What's being done about it? The STOCK Act, originally introduced to a muted reception in 2006, has drawn much more interest in the past few weeks. Versions are pending in both the House and Senate.
Rep. Louise Slaughter of New York, who introduced the House version along with Tim Walz of Minnesota, noted at a House Financial Services hearing on Tuesday that while the bill had only nine co-sponsors ahead of last month's 60 Minutes broadcast, it now has "171 co-sponsors and counting."
But experts say the legislation needs significant revisions before it becomes law.
Robert Khuzami, director of the enforcement division at the Securities and Exchange Commission, pointed out Tuesday that congressional investments in ETFs, options and mutual funds based on inside information aren't covered under the House bill, nor is tipping off outside sources.
Donna Nagy, a professor at the Indiana University School of Law, added that because the bill mentions only "pending or prospective legislative action," trading based on other kinds of non-public information -- for example, cabinet briefings -- could go unpunished.

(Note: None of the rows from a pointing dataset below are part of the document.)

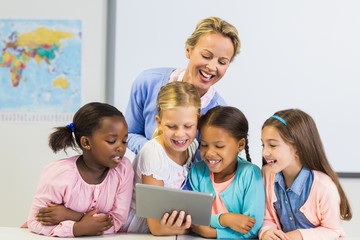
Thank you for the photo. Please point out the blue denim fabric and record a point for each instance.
(289, 201)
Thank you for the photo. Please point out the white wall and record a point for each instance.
(144, 44)
(303, 54)
(24, 146)
(294, 54)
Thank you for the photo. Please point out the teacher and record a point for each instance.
(210, 50)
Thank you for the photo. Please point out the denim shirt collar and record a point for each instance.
(299, 182)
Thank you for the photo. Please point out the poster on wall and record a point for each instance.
(40, 70)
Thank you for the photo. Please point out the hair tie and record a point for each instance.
(279, 118)
(71, 127)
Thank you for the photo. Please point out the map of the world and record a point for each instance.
(40, 69)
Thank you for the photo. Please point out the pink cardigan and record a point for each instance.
(322, 208)
(61, 183)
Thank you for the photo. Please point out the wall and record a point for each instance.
(301, 54)
(24, 149)
(143, 43)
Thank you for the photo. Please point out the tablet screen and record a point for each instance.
(153, 201)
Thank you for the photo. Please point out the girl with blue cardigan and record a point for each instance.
(236, 184)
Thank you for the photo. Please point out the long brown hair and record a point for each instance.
(86, 120)
(299, 129)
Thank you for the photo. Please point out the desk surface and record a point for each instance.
(14, 233)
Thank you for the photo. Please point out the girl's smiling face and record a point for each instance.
(178, 126)
(219, 150)
(279, 155)
(107, 145)
(208, 61)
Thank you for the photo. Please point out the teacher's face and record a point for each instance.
(208, 61)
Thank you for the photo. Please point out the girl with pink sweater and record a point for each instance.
(304, 199)
(89, 193)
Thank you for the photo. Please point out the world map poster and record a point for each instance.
(40, 70)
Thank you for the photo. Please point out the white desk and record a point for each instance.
(194, 237)
(14, 233)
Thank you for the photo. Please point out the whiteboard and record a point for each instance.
(294, 54)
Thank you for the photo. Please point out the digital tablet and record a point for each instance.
(154, 201)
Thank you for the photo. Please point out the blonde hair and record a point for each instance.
(214, 25)
(176, 94)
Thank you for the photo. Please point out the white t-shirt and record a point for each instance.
(153, 160)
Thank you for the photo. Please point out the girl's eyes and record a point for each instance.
(206, 57)
(203, 145)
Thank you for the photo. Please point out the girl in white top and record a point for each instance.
(165, 160)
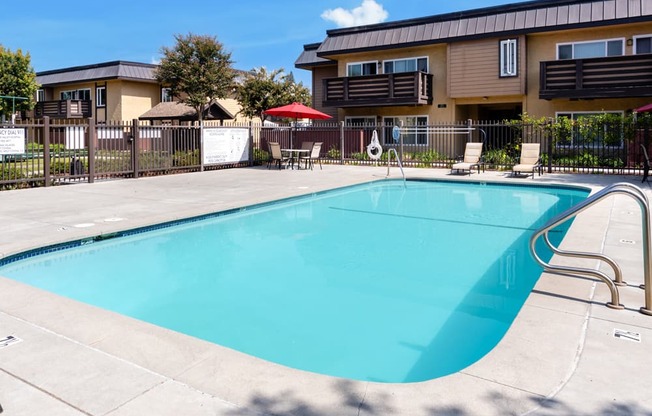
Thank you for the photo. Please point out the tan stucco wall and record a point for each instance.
(137, 98)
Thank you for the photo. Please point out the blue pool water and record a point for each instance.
(374, 282)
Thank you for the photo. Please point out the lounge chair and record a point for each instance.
(314, 155)
(472, 156)
(530, 160)
(276, 155)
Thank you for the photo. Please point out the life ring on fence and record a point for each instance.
(374, 151)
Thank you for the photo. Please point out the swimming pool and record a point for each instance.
(373, 282)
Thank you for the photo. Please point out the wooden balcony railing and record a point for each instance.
(611, 77)
(405, 88)
(63, 109)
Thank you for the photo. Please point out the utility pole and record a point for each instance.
(13, 106)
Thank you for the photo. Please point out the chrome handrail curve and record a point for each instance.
(620, 188)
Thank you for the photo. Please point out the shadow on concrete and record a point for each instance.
(287, 404)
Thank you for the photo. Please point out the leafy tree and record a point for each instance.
(261, 90)
(197, 70)
(17, 79)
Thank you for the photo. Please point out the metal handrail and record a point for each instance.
(398, 160)
(617, 188)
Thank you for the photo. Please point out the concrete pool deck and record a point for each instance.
(560, 357)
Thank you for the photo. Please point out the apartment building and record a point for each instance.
(546, 58)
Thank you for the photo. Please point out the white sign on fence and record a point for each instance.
(12, 141)
(225, 145)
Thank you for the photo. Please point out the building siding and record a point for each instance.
(474, 70)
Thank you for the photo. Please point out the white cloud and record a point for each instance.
(369, 12)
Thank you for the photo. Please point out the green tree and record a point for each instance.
(261, 90)
(197, 70)
(17, 79)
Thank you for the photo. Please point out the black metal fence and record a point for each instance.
(62, 151)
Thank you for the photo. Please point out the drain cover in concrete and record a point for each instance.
(9, 340)
(627, 335)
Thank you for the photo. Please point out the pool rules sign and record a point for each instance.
(12, 141)
(225, 145)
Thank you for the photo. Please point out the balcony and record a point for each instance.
(611, 77)
(405, 88)
(63, 109)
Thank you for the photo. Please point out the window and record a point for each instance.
(405, 65)
(366, 121)
(100, 96)
(593, 129)
(593, 49)
(166, 95)
(361, 68)
(82, 94)
(413, 131)
(642, 44)
(508, 58)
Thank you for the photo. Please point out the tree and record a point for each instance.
(262, 90)
(197, 70)
(17, 79)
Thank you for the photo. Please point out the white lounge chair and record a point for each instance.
(472, 156)
(530, 160)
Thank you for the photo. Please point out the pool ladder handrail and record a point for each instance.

Most important, Ziobrowski said, is that lawmakers tighten the bill's proposed 90-day deadline to report any transactions. He thinks it should be just a few days, as it is with corporate insiders.
"This is an issue of ethics, and it's an issue of people having faith in government," Ziobrowski said. "It's crucial that people believe that a congressman is not voting for his portfolio, but instead is voting for the benefit of his constituents."